The new law allows a more flexible approach to the process of recovering the State’s debts. The newly introduced “private creditor test” allows the State to participate in the proceedings of reorganisation of the creditor, even if it provides a reduction of its claim, without such reduction of the claim being regarded as State aid.
Position of creditors strengthened
Clearer rules now allow creditors to become involved in the choice of the court-appointed receiver or liquidator. This is to counter previous practice where the debtor in insolvency could impose a receiver convenient to the debtor – a practice that had led to numerous suspicions of fraud against the interests of creditors.

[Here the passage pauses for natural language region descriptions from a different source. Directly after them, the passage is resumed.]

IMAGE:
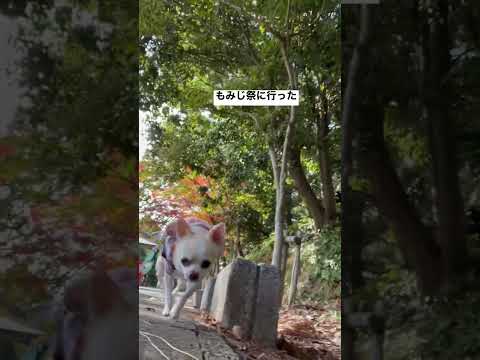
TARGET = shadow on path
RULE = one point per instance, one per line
(162, 338)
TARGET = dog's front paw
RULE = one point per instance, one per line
(174, 314)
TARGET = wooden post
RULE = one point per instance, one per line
(295, 271)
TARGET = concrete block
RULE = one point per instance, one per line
(267, 306)
(234, 295)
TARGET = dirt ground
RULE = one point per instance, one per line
(306, 332)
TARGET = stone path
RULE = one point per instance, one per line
(184, 334)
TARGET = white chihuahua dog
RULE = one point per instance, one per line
(191, 248)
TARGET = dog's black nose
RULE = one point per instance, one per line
(193, 276)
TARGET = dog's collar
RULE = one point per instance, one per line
(202, 225)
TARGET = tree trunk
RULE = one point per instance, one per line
(325, 163)
(282, 169)
(414, 238)
(448, 199)
(304, 189)
(238, 244)
(351, 220)
(295, 274)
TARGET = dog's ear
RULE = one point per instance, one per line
(183, 229)
(217, 234)
(171, 229)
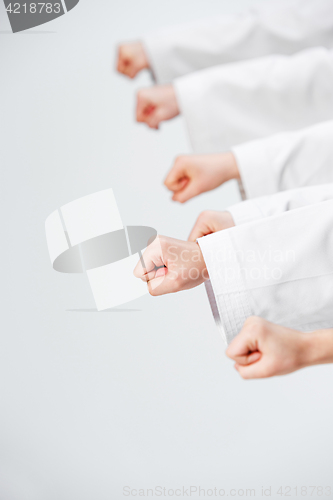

Furthermore, the new law establishes an observation period: It may not exceed one year from the date of initiation of the procedure. In this period a restructuring plan must be approved. If this does not take place, the liquidation procedure must be initiated against the debtor. This rule puts an end to abuses by which the procedure could be extended indefinitely, against the interests of creditors. New rules also apply to the rights of creditors that act as financers under leasing contracts. Within three months of the initiation of the procedure, the financer may choose to take possession of the property, or leave the property to the debtor, instead becoming a creditor whose claim will be paid first. The law offers better protection to creditors who finance the activity of the company during insolvency proceedings. If they are not paid and their claims exceed 40,000 lei for payments due for more than 60 days, they may request bankruptcy and the immediate initiation of liquidation proceedings against the debtor.